Check that the data looks sane.

In [None]:
df

Plot the data as a further sanity check.

In [None]:
%%time
df.plot()

## Make the data suitable for ingestion

First, check the WKT for the projection.

In [None]:
df.crs.to_wkt()

This could be a non-EPSG CRS. Let's make sure by asking GeoPandas for its EPSG code.

In [None]:
df.crs.to_epsg() is None

Currently GeoPandas doesn't support non-EPSG CRSs, so if this isn't EPSG we'll have to reproject before ingesting it. The target CRS must be chosen according to the are and application. For demonstration purposes, we use EPSG 31370 below.

In [None]:
%%time
df_31370 = df.to_crs(epsg=31370)
df_31370

Let's just make sure that the CRS is now as expected.

In [None]:
df_31370.crs.to_epsg()

Now we need to check the types of the columns in the GeoDataFrame, so we can create corresponding columns in the geoDB collection. We're doing this before `NaN` replacement, because `NaN` replacement can mess with the dtypes – see e.g. <https://stackoverflow.com/questions/59500812/pandas-dataframe-replace-change-dtype-of-columns>. We can use the `dtypes` property to see the types:

In [None]:
df_31370.dtypes

The `OBJECTID` has type `float64`, which isn't ideal: we know the ID is an integer, and can see it in the quick view of the DataFrame above. Let's cast it to an `int64` before putting it in the database.

In [None]:
df_31370["OBJECTID"] = df_31370["OBJECTID"].astype("int64")

Now check if there are any `NaN` values in the DataFrame. If so, we'll need to replace them with `None` before ingestion. This check is mainly for curiosity: we can do the replace in any case, and it will be a no-op if there aren't any `NaN`s.

In [None]:
nan_counts = (df_31370.eq(np.NaN)).sum()
nan_counts

If we do have any `NaN`s, replace them with `None`s. We only do this if there *are* `NaN`s, since it can alter the `dtype`s (see above). This is a fairly crude solution: it would probably be better to do the replace on a per-column basis and only for columns which do contain `NaN`s.

In [None]:
if nan_counts.sum() > 0:
    df_to_ingest = df_31370.replace({np.NaN: None})
else:
    df_to_ingest = df_31370

## Ingest the data

Now we need to add our data as a geoDB collection. First, connect to the geoDB and check our user ID.

In [None]:
geodb = GeoDBClient()
geodb.whoami

Make sure that our desired database is available as expected.

In [None]:
geodb.get_my_databases()

Now let's see what collections we currently have in the database, so we can pick an appropriate name for the new one.

In [None]:
target_database_name = "my_database"
geodb.get_my_collections(database=target_database_name)

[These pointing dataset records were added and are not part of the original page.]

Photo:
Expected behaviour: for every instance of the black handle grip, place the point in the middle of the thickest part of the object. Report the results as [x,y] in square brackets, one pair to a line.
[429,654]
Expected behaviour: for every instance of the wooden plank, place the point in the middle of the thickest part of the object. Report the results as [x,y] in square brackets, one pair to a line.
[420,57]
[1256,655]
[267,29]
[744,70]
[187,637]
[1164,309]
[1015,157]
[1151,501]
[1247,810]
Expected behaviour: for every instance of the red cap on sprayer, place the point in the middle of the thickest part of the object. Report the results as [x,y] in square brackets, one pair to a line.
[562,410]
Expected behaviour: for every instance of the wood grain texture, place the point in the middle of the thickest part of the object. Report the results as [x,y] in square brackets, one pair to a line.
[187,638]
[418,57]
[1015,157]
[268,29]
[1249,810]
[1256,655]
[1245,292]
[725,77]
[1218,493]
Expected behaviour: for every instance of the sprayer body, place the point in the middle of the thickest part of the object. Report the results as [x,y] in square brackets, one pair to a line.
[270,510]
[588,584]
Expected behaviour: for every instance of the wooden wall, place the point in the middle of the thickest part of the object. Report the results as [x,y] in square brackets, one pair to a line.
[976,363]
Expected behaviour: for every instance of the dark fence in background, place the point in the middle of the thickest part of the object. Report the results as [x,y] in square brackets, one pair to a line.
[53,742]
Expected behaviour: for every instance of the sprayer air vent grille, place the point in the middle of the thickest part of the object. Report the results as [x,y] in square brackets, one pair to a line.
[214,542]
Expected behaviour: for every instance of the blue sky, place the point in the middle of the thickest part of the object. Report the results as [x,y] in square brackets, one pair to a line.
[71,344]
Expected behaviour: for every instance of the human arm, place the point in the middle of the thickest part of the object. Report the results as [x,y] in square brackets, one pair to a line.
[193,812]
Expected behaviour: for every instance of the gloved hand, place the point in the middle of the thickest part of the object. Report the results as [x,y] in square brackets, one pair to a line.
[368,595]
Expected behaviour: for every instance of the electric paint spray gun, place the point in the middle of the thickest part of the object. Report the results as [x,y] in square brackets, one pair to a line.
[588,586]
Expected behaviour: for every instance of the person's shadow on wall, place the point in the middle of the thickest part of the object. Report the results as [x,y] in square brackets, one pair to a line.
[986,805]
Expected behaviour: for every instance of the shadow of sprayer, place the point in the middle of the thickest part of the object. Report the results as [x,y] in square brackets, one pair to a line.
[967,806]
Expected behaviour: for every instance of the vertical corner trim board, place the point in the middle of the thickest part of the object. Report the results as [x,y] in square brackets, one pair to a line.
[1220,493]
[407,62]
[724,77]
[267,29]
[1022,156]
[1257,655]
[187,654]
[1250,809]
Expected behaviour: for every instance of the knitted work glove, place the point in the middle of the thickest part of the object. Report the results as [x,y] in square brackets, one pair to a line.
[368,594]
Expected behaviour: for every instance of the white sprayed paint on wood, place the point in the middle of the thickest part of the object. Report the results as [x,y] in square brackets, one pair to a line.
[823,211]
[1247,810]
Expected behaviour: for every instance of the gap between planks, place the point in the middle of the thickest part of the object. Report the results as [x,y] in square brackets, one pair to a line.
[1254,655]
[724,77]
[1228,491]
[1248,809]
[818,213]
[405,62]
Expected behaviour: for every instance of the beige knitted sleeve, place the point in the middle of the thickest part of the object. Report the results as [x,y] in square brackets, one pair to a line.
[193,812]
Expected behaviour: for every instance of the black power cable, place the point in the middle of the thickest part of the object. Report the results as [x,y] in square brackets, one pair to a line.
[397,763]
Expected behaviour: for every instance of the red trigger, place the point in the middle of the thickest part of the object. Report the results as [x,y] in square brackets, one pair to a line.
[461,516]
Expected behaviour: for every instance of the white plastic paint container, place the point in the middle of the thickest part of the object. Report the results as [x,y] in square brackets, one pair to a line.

Set a variable for the collection name, used both to create the collection (if required) and insert the data.

In [None]:
collection_name = "my_collection_name"

Now we need to create a new collection for the data. The database columns are supplied in the dictionary given as the `properties` parameter to `create_collection_if_not_exists`. Note that we don't explicitly specify a `geometry` column: this is included automatically, since it must always be present (otherwise it wouldn't be a geodatabase…). The `int64` and `float64` dtypes map to `int` and `float` in the properties lists, and all the `object` dtypes actually represent strings, so we use the `text` type for them in the database.

In [None]:
collection = geodb.create_collection_if_not_exists(
    collection=collection_name,
    crs=df_to_ingest.crs.to_epsg(),
    properties={
        "OBJECTID": "int",
        "CAMPAGNE": "text",
        "CULT_COD": "text",
        "CULT_NOM": "text",
        "GROUPE_CUL": "text",
        "SURF_HA":  "float",
    },
    database=target_database_name
)

Finally, we insert the data.

In [None]:
geodb.insert_into_collection(collection=collection_name, values=df_to_ingest, database=target_database_name, upsert=True)